Historically, commercial real estate investors have overlooked one of the most valuable assets embedded within their properties - energy revenue. They have intentionally transferred the utilities to the tenant thinking it was a liability they did not want to be burdened with. But both technology and economics have changed, and what was once a cost, grid-purchased energy, is now a potential profit center for enterprising landlords. CRE investors can turbocharge their portfolios return metrics and create an entirely new asset class of sustainable, Zero Net Energy, resilient buildings.

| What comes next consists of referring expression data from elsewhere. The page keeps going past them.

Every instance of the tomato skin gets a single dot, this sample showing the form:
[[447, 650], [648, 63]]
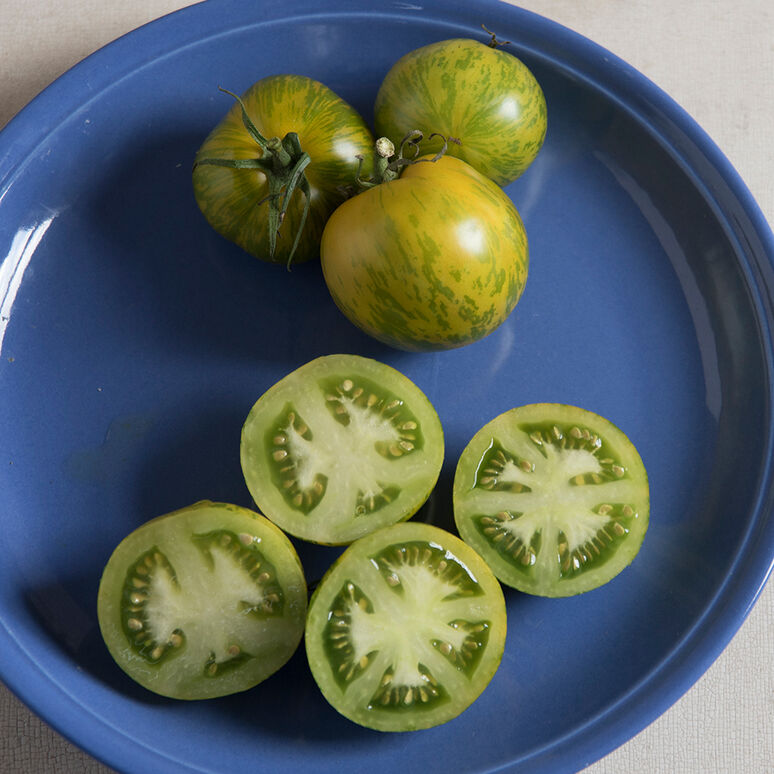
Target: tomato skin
[[329, 130], [434, 260], [483, 96], [408, 627]]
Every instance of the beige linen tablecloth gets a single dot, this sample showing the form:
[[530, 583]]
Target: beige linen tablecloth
[[716, 59]]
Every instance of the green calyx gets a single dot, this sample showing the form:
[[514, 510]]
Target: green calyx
[[388, 163], [283, 161]]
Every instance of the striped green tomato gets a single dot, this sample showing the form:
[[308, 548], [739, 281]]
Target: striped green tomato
[[234, 200], [434, 259], [481, 95]]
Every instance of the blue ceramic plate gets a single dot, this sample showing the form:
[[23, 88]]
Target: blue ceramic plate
[[134, 341]]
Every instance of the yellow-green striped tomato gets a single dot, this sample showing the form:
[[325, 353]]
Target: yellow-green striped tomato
[[433, 260], [234, 200], [481, 95]]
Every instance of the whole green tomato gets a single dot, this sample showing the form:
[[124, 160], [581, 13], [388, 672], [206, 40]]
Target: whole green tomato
[[281, 160], [432, 260], [484, 97]]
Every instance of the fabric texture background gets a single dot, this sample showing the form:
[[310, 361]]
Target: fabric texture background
[[716, 59]]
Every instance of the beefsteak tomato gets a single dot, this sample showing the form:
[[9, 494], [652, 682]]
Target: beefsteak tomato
[[313, 134]]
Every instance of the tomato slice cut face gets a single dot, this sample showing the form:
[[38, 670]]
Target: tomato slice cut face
[[406, 629], [203, 602], [554, 497], [340, 447]]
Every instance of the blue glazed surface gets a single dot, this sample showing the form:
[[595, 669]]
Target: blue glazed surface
[[133, 341]]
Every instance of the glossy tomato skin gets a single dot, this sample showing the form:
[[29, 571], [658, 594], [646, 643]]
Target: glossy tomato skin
[[485, 97], [329, 130], [434, 260]]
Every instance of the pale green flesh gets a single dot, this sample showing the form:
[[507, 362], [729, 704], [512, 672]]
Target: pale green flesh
[[397, 644], [208, 604], [561, 514], [329, 482], [203, 602]]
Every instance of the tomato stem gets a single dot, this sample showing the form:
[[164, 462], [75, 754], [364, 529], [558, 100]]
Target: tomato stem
[[283, 162], [494, 42], [388, 164]]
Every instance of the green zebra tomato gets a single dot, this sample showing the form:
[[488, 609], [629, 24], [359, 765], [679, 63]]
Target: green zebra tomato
[[235, 201], [482, 96], [434, 259]]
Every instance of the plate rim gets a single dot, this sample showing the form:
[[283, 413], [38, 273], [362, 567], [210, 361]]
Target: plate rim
[[698, 648]]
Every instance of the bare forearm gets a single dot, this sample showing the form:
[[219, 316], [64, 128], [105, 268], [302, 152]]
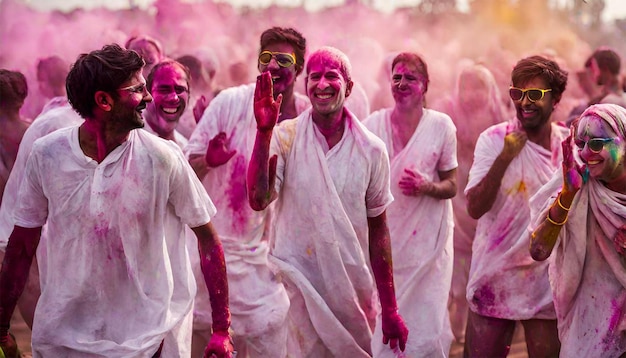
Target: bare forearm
[[382, 263], [18, 258], [213, 267], [260, 192], [543, 239], [480, 198]]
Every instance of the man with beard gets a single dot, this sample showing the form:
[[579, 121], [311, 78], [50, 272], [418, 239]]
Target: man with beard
[[115, 277], [512, 160], [330, 177], [219, 151]]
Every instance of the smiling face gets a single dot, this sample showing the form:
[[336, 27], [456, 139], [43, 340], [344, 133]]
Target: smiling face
[[170, 91], [407, 85], [126, 113], [283, 78], [607, 164], [534, 115]]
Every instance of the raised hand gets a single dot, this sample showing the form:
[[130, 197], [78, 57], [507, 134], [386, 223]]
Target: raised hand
[[220, 346], [266, 109], [217, 153], [394, 330], [572, 172], [513, 144], [199, 107], [413, 184]]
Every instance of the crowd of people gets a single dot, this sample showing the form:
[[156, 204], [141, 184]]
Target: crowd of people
[[151, 209]]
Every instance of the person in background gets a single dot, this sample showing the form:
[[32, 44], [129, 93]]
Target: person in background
[[512, 160]]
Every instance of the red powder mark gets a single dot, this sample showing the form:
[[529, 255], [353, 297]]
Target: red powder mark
[[237, 193]]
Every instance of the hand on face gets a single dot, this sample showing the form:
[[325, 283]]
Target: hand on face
[[395, 331], [266, 109], [217, 153], [513, 144], [572, 172], [219, 346], [413, 184]]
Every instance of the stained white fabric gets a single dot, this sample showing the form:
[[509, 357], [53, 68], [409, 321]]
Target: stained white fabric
[[51, 120], [421, 230], [115, 275], [258, 302], [321, 237], [587, 274], [505, 282]]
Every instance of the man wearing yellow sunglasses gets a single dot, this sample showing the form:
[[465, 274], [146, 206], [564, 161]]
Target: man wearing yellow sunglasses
[[219, 150], [512, 160]]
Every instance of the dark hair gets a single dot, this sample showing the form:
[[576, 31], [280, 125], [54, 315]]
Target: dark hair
[[13, 88], [536, 66], [415, 60], [169, 62], [607, 60], [101, 70], [290, 36], [55, 69]]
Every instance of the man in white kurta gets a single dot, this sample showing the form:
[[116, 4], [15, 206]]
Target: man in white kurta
[[421, 230], [258, 301], [322, 256], [501, 266], [129, 246]]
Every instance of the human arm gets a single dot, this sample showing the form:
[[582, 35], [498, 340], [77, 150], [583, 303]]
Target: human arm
[[395, 331], [413, 184], [18, 258], [543, 238], [481, 197], [213, 267], [262, 169]]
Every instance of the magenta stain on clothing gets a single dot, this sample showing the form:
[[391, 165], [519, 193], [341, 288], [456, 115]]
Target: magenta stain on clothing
[[237, 193]]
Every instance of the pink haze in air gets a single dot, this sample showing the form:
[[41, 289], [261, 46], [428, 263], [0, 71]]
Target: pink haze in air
[[496, 36]]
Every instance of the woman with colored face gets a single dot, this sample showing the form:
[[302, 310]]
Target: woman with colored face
[[580, 215], [421, 144]]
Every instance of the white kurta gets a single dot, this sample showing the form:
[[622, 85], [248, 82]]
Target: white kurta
[[505, 282], [320, 243], [587, 274], [421, 231], [115, 276], [258, 302], [48, 122]]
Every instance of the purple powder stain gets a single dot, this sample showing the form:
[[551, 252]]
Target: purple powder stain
[[237, 193]]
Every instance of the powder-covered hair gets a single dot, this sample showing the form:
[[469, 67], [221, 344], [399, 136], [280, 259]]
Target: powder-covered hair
[[414, 59], [165, 63], [537, 66], [13, 88], [286, 35], [331, 55], [100, 70]]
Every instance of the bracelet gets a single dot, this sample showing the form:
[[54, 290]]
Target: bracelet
[[554, 222], [558, 201]]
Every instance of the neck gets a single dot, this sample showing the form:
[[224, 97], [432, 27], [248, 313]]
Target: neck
[[97, 139], [541, 136]]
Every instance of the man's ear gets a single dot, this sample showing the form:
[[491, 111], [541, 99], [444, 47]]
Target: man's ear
[[349, 86], [104, 100]]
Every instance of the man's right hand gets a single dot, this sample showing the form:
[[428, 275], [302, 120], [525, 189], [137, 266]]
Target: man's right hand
[[513, 144], [217, 153], [266, 109], [9, 347]]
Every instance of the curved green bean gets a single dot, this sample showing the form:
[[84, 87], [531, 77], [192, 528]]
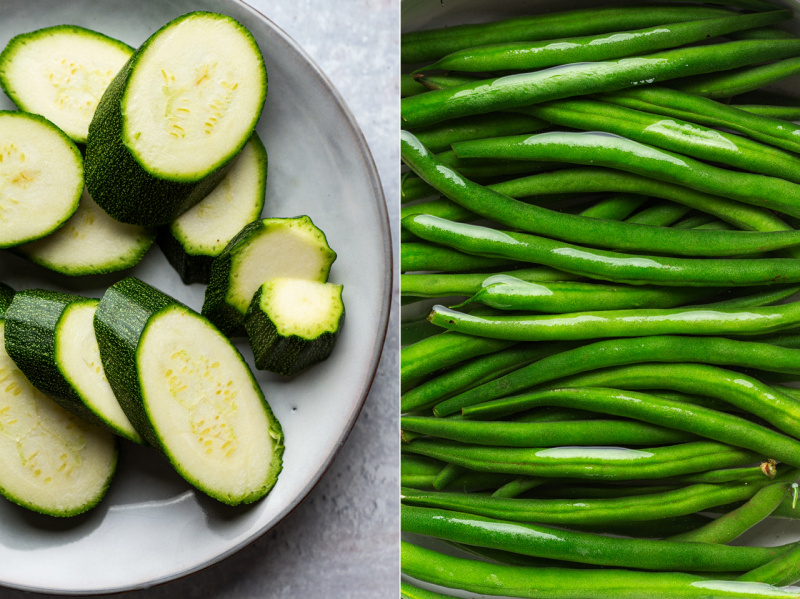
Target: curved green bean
[[523, 89], [599, 264], [587, 548]]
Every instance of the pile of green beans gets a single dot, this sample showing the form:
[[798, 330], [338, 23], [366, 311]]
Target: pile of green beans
[[600, 258]]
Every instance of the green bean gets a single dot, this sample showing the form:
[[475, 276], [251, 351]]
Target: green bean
[[621, 352], [618, 235], [523, 89], [733, 524], [624, 154], [670, 134], [546, 542], [432, 44], [711, 113], [506, 292], [550, 434], [587, 510], [466, 284], [594, 179], [441, 351], [477, 371], [427, 256], [606, 463], [564, 583], [658, 411], [740, 81], [783, 570], [527, 56], [599, 264], [437, 138]]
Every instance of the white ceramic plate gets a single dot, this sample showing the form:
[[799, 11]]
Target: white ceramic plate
[[152, 527], [429, 14]]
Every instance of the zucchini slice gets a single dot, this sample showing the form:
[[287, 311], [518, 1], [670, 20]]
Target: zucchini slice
[[189, 392], [41, 178], [53, 462], [61, 72], [265, 249], [50, 337], [90, 243], [293, 324], [173, 119], [200, 234]]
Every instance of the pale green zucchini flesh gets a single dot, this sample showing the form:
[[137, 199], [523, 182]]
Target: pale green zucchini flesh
[[61, 72], [174, 117], [293, 324], [41, 178], [50, 336], [53, 462], [199, 235], [89, 243], [189, 392], [266, 249]]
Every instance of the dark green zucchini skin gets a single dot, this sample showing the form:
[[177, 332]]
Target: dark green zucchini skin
[[119, 184], [192, 268], [6, 295], [122, 315], [226, 318], [286, 355], [31, 322]]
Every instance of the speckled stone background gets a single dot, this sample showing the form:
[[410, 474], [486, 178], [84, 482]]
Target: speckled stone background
[[342, 541]]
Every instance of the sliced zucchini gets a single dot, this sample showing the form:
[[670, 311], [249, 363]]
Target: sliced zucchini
[[293, 324], [50, 337], [188, 391], [173, 119], [90, 243], [61, 72], [41, 178], [265, 249], [200, 234], [53, 462]]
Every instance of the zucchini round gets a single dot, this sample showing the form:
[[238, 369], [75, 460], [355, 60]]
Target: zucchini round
[[53, 462], [189, 392], [173, 119], [293, 324], [265, 249], [60, 72], [200, 234], [42, 174], [50, 337]]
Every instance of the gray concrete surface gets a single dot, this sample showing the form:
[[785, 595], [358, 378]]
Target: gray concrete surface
[[342, 542]]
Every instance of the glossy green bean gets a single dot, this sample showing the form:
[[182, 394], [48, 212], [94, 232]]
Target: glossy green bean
[[705, 111], [527, 56], [599, 264], [585, 509], [697, 420], [466, 284], [624, 154], [506, 292], [621, 352], [415, 256], [474, 372], [739, 81], [441, 351], [601, 463], [546, 542], [603, 431], [432, 44], [732, 525], [576, 228], [523, 89], [563, 583]]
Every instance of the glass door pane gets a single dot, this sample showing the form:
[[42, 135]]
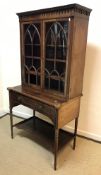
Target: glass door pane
[[56, 35], [32, 52]]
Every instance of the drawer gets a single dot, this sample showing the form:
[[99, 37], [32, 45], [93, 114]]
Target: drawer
[[32, 103]]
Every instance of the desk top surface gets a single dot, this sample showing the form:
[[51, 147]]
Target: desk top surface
[[38, 95]]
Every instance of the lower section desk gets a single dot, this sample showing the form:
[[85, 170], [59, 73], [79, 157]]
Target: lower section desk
[[58, 110]]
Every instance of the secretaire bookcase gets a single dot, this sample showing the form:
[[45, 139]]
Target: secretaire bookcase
[[53, 45]]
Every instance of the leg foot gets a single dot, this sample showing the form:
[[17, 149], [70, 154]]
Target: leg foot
[[75, 133]]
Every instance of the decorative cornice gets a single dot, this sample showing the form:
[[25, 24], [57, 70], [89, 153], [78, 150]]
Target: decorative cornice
[[67, 8]]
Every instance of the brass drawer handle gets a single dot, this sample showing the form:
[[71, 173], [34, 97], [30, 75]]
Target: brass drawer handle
[[19, 99]]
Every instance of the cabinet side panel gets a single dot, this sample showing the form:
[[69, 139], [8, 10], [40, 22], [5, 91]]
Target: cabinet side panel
[[78, 56], [68, 111]]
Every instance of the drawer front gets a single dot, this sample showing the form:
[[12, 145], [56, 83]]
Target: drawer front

The new paradigm in commercial real estate is that a tenant utility bill can be transformed into new income for the property owner. With decreasing renewable energy equipment prices and new tax incentives - on site solar and storage energy systems are very compelling. Owners can also leverage them for new incremental income.

Instead of the traditional gross lease, solar energy combined with automated tenant billing eliminate the previous complications and billing burdens on the owner. Instead, the property owner becomes both the landlord and clean energy utility with no additional resource demand. Applying a modified gross lease addendum to a new or existing tenant generates new revenue for the owner, but also stabilizes and greens the tenants energy bill. This creates a happier, sticker, and healthier tenant while still maintaining incredibly strong returns on their investment in the Solar and Battery system.

New energy metering and billing software has the ability to track and monitor not only the tenants energy consumption but also the production of the solar system and the deployment of stored energy in the battery to create another layer of utility cost arbitrage. Some of these new software packages will even auto generate a bill that gets sent directly to the tenant showing them what they would have paid the utility company and what they’re paying the landlord instead, with a preset discount. The tenant billing and investment recouping process has been automated, creating transparency for the tenants and convenience for the owner/manager.

All of this has led fund managers, real estate investment firms, regional landlords, and asset managers to reconsider their current strategy for renewable energy and lease structures. Certainly, a modified gross lease (or Renewable Lease) will be taking the place of triple net leases, but even in a NNN lease situation, well vetted lease addendum language exists that allows owners to create a net benefit for People, Planet and Profit.

The increased property value that comes with these types of projects can be staggering and at the very least it paves a new path for commercial real estate owners to drive sustainability while doing what they do best, invest in the buildings which house the businesses and services that spur our economy.